Илья берет его за руку и сжимает ее, как если бы он хотел заставить его заговорить. Выражение его лица делается жестким, черные глаза блестят.

Беранже вздрагивает. «Почему я вдруг испугался этого еврея? Почему Бог создал его как чистого гения? Нельзя допустить, чтобы он подчинил меня себе!»

— Не пытайтесь справиться с собой, — продолжает Илья. — Это совершенно естественно — пугаться, когда чувствуешь угрозу. Нужно, чтобы вы научились сохранять спокойствие. Секрет хладнокровия заключается в умении отделить реальность от кошмаров, а я не являюсь кошмаром. Не пытайтесь догадаться о том, кто я есть. Вы поймете это тогда, когда пристально изучите все окружающие вас вещи в их сущности. Вы не готовы к посвящению. Эгоизм ограничивает ваши возможности. Говорите! Доверьтесь мне.

Взгляд Беранже продолжает блуждать по комнате. Все предметы окаймлены красноватым светлым туманом. Он не может четко различить положение стрелок своих часов, которые, однако, лежат рядом на столе. Его вселенная продолжает постепенно дробиться, сознание медленно умирает, он закрывает глаза и слушает голос еврея:«…Я ваш единственный друг. Расслабьтесь. Говорите…»

Илья разжимает потихоньку свои объятия, потом отпускает руку Беранже, в то же время его левая кисть продолжает порхать перед затуманившимися глазами священника. Его длинные и гибкие пальцы чертят в воздухе энергосистему, лучи которой, кажется, сходятся ко лбу Беранже.

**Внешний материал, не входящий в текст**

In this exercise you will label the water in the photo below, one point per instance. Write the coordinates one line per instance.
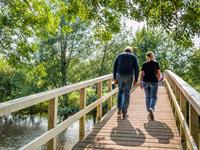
(17, 132)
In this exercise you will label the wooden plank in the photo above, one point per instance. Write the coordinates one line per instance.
(192, 96)
(99, 108)
(24, 102)
(109, 89)
(183, 122)
(52, 121)
(82, 119)
(194, 124)
(136, 132)
(65, 124)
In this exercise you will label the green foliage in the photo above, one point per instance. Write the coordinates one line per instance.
(49, 44)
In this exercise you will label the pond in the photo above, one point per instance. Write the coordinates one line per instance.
(16, 132)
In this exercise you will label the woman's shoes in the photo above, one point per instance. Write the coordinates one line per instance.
(151, 115)
(119, 112)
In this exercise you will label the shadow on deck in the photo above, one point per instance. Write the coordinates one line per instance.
(136, 132)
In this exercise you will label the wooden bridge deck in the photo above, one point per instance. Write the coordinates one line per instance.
(136, 132)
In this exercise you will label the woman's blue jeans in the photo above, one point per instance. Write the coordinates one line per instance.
(124, 84)
(150, 89)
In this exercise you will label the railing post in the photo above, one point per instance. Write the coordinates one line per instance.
(99, 108)
(52, 121)
(109, 90)
(194, 124)
(82, 120)
(184, 112)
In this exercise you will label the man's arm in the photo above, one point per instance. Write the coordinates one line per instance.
(115, 66)
(136, 68)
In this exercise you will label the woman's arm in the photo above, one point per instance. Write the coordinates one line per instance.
(159, 75)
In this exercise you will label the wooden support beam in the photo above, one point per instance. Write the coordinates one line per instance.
(82, 119)
(109, 90)
(184, 112)
(99, 108)
(52, 121)
(194, 124)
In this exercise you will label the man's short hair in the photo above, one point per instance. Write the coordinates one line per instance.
(128, 49)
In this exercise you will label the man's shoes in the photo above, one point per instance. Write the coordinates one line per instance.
(119, 112)
(124, 116)
(151, 115)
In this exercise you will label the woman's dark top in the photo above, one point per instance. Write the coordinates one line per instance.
(150, 69)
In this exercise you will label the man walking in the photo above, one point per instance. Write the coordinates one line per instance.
(125, 65)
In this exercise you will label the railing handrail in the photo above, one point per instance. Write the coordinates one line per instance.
(24, 102)
(41, 140)
(192, 96)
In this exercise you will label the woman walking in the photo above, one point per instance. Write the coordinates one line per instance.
(149, 77)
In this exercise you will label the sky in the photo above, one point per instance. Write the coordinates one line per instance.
(138, 25)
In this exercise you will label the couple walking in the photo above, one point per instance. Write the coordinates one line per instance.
(125, 65)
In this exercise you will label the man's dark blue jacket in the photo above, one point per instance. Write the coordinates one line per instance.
(125, 64)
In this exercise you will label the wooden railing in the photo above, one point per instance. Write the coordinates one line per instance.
(185, 103)
(52, 97)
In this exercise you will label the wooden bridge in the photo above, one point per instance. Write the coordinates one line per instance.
(176, 124)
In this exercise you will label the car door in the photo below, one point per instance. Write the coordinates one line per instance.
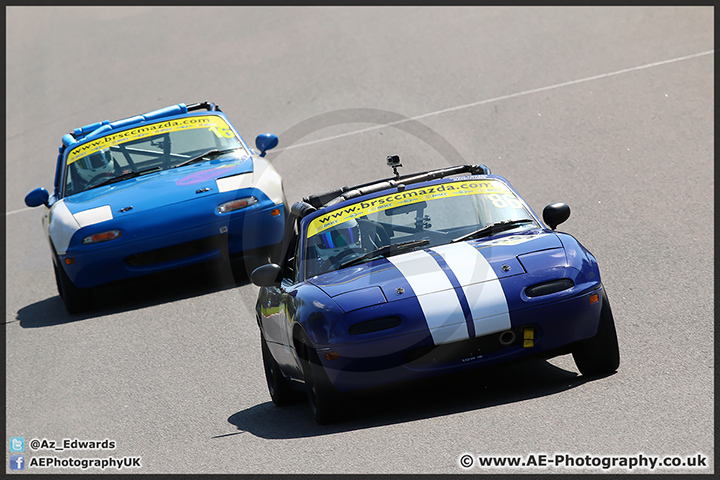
(278, 306)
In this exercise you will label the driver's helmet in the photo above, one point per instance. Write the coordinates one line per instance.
(341, 237)
(93, 165)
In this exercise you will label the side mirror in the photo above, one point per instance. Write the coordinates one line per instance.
(555, 214)
(37, 197)
(269, 275)
(266, 141)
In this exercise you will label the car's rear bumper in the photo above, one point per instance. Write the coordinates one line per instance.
(413, 356)
(152, 251)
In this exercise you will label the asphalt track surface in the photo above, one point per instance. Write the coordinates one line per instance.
(607, 109)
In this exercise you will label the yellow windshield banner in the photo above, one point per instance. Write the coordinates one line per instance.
(212, 122)
(407, 197)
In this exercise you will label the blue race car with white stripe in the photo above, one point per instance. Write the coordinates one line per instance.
(420, 275)
(154, 192)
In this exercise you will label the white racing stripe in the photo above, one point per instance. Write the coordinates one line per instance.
(439, 300)
(480, 285)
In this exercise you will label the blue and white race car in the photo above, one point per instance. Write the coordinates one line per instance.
(420, 275)
(154, 192)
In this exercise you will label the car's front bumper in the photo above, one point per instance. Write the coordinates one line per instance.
(383, 361)
(167, 245)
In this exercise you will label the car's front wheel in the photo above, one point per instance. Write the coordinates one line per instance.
(600, 354)
(280, 391)
(322, 396)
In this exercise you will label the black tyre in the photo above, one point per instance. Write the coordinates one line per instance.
(280, 391)
(599, 355)
(76, 299)
(322, 396)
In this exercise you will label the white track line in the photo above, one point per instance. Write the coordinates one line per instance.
(497, 99)
(475, 104)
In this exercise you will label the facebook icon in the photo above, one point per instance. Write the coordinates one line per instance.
(17, 462)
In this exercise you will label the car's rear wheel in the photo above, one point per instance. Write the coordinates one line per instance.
(600, 354)
(76, 299)
(322, 396)
(280, 391)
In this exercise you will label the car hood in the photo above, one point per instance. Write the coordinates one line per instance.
(161, 188)
(434, 269)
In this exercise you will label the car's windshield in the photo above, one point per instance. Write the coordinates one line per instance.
(147, 149)
(421, 217)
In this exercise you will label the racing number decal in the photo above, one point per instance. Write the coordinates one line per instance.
(222, 132)
(502, 201)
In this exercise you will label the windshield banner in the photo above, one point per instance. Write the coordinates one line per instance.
(212, 122)
(408, 197)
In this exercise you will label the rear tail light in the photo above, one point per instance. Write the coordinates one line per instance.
(102, 237)
(547, 288)
(238, 204)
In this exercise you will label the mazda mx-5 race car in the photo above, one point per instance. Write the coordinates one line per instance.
(420, 275)
(154, 192)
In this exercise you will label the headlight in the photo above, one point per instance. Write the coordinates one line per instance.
(238, 204)
(101, 237)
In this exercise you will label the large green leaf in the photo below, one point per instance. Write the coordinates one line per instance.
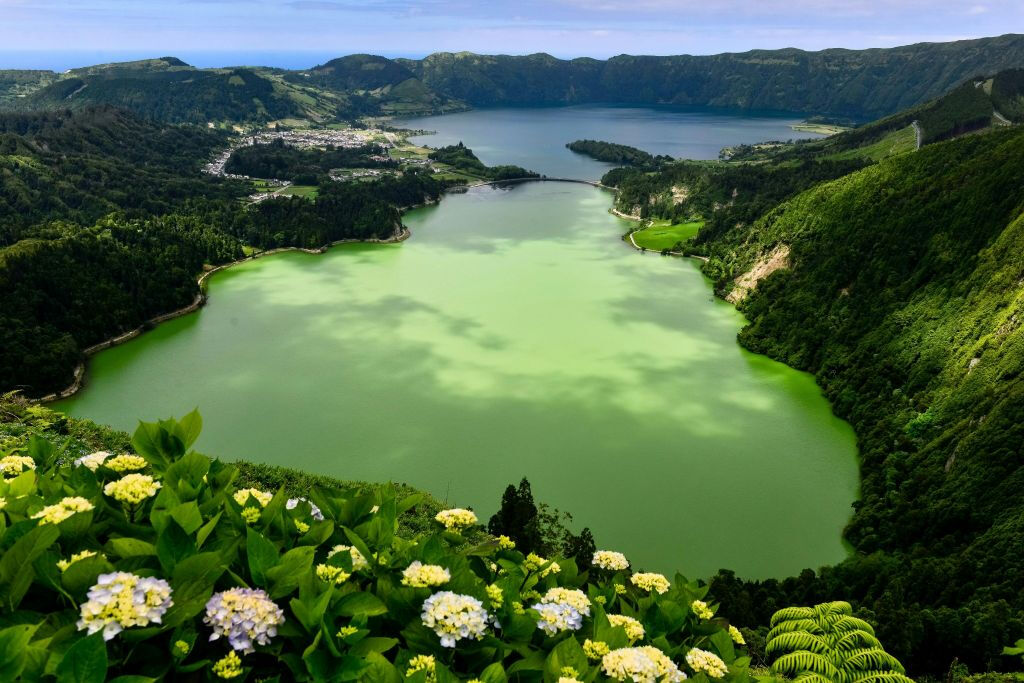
(85, 662)
(15, 566)
(360, 604)
(262, 555)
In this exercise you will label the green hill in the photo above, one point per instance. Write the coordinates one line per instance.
(861, 84)
(899, 287)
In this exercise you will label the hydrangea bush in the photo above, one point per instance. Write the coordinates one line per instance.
(154, 565)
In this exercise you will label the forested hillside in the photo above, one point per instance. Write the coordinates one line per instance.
(857, 84)
(861, 84)
(105, 221)
(901, 291)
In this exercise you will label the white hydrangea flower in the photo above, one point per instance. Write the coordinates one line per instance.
(650, 582)
(120, 600)
(314, 511)
(610, 560)
(557, 616)
(261, 497)
(419, 574)
(454, 616)
(93, 460)
(641, 665)
(244, 615)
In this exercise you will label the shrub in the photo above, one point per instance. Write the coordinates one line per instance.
(176, 571)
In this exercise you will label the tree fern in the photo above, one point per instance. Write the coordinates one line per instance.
(827, 644)
(810, 626)
(792, 612)
(797, 640)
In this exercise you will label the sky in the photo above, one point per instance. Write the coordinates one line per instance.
(50, 34)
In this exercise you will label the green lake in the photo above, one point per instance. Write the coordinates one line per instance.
(513, 335)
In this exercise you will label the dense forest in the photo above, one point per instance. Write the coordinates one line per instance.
(850, 84)
(105, 220)
(462, 158)
(907, 311)
(616, 154)
(303, 166)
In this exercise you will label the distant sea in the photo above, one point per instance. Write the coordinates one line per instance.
(64, 59)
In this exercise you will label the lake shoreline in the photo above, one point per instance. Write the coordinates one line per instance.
(78, 380)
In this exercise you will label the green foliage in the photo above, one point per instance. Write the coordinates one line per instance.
(342, 620)
(616, 154)
(278, 160)
(858, 84)
(827, 643)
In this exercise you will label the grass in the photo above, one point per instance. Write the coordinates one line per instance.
(663, 235)
(306, 191)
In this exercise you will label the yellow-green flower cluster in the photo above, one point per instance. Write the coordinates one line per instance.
(650, 582)
(228, 666)
(700, 609)
(329, 572)
(120, 600)
(358, 561)
(454, 616)
(709, 663)
(64, 564)
(244, 615)
(424, 663)
(261, 497)
(610, 560)
(56, 513)
(569, 596)
(634, 629)
(535, 562)
(456, 518)
(132, 488)
(641, 665)
(419, 574)
(11, 466)
(93, 460)
(496, 596)
(595, 649)
(126, 463)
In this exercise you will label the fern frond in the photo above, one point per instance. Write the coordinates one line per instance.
(797, 663)
(797, 640)
(871, 658)
(855, 639)
(811, 677)
(880, 677)
(790, 613)
(810, 626)
(848, 624)
(835, 607)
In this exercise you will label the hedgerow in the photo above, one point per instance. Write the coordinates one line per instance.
(159, 565)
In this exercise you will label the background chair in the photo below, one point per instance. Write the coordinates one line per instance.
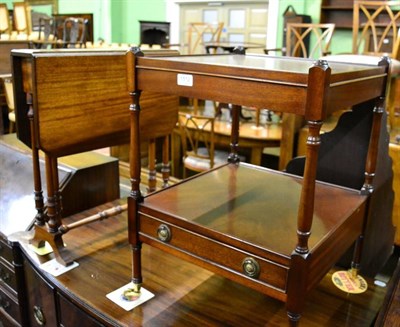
(376, 33)
(22, 19)
(297, 33)
(200, 33)
(197, 137)
(74, 32)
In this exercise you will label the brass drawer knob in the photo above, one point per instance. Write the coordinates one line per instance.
(39, 315)
(251, 268)
(164, 233)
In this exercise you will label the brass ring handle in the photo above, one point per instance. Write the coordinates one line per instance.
(39, 315)
(251, 268)
(164, 233)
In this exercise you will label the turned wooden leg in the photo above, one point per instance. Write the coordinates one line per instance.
(166, 167)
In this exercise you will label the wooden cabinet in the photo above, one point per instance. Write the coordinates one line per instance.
(339, 12)
(9, 306)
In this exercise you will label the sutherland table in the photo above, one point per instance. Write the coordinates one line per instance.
(271, 231)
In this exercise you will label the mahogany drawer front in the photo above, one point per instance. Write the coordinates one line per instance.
(6, 251)
(7, 276)
(9, 306)
(219, 254)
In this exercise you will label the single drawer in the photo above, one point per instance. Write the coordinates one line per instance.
(230, 259)
(9, 306)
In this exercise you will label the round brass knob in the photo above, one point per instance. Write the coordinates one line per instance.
(251, 268)
(39, 315)
(164, 233)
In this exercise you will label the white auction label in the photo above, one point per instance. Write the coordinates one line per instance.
(185, 79)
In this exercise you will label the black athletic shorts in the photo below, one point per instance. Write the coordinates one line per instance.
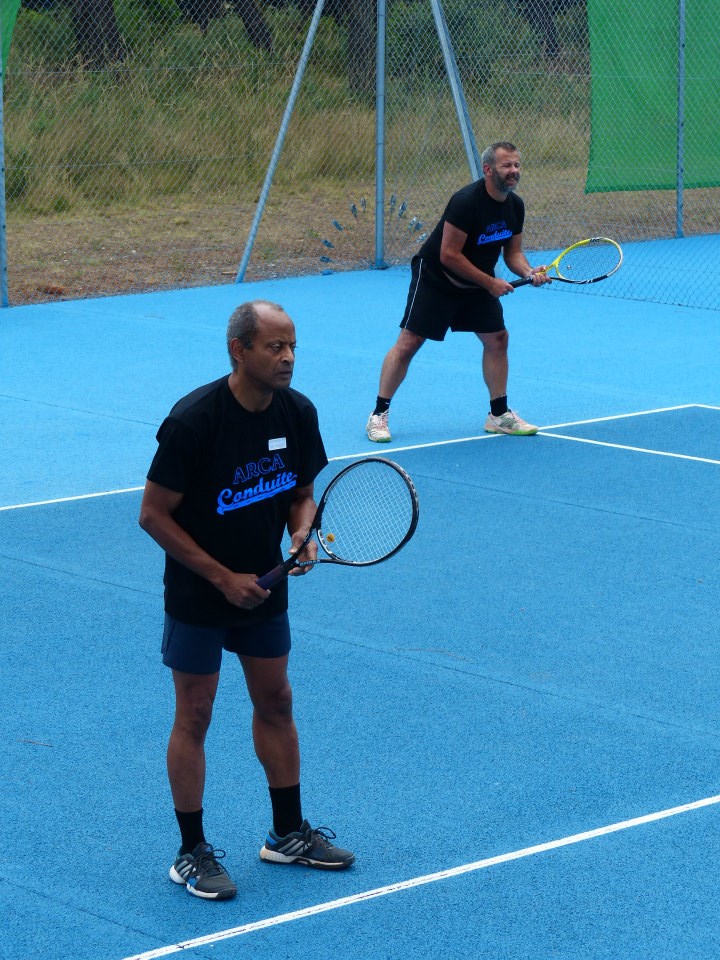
(192, 649)
(435, 306)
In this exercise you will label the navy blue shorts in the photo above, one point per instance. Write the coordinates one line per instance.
(198, 650)
(435, 306)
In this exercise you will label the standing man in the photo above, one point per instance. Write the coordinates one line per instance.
(235, 466)
(453, 286)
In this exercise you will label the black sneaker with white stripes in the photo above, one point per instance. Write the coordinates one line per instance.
(309, 847)
(202, 874)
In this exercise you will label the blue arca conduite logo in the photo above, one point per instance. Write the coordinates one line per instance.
(495, 232)
(265, 487)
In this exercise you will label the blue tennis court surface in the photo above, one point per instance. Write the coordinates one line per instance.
(513, 723)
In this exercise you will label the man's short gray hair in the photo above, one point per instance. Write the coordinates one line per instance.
(243, 322)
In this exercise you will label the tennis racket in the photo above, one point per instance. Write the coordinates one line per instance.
(368, 512)
(584, 262)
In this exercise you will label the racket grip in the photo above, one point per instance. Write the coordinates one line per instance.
(272, 577)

Священник больше не сопротивляется. Он объят холодом и в течение нескольких мгновений сильно трясется, ему кажется, что пришел его конец. Потом в него просачивается жар. Первым воспоминанием, вернувшимся к нему с дьявольской точностью, был запах волос Мари, потом рисунок ее губ, потом широкие бедра, в которых ему так нравится теряться…

— Все началось в тот день, когда она пришла…


Гораздо позднее, в час дневной сиесты, когда бродячие собаки забились под тень дубов, оба мужчины делят трапезу, состоящую из вина, хлеба и овечьего сыра. Беранже все еще находится под чарами Ильи, он обращает к нему отчаянный вопросительный взгляд. Он не может произнести ни слова, позволяя еврею оставаться в раздумьях. «Что он думает обо мне? Во что он верит? Чего он хочет?»

Черные глаза Ильи, которые, однако, кажутся наполненными отеческой доброжелательностью, опускаются на священника, как темные и успокаивающие воды северного озера.

— Позабудьте о преследующих вас мыслях, — говорит он.

— Мари вас любит, Будэ желает вам только добра, монсеньор Бийар пытается защитить вас. Не отталкивайте их. По ту сторону боли находится знание. Мне нравится думать, что вы завладели всем самым худшим в своем воображении. Мрак внутри — вот то, что вас привлекает. Но, очевидно, остаток чувства вины бродит где-то в уголке вашего сознания. Почему же? Вы верите в Бога, разве этого недостаточно?

— Когда ты священник, верить в Бога недостаточно! То, что нас делает по-настоящему верующими, это наша способность противостоять натиску желания, скептицизма, материализма и…

— Слова! Всего-навсего пустые слова, Беранже. Вы уже не в семинарии. Посмотрите вокруг себя. Женщины, мужчины, вы должны отведать их низменности, если хотите однажды испить вина Божьей мудрости. Любите, страдайте, и тем самым ваша память все больше сольется с божественным.

Вдруг Илья застывает на месте.

Снаружи, покидая кромку тени, старая Аглая, сгорбленная, с плечами, содрогающимися от рыданий, скользит мелкими шажками под нещадным светом. Пыль, поднимаемая ветром, оседает, как саван смерти, на ее черные одежды. Она бросает обеспокоенный взгляд в сторону церкви. Чье-то неощутимое присутствие делает ее беспокойной. Своим беззубым ртом она цедит проклятие. Потом она ускоряет шаг, говоря вслух, как будто желая приободрить себя и поделиться своими страхами с ветром.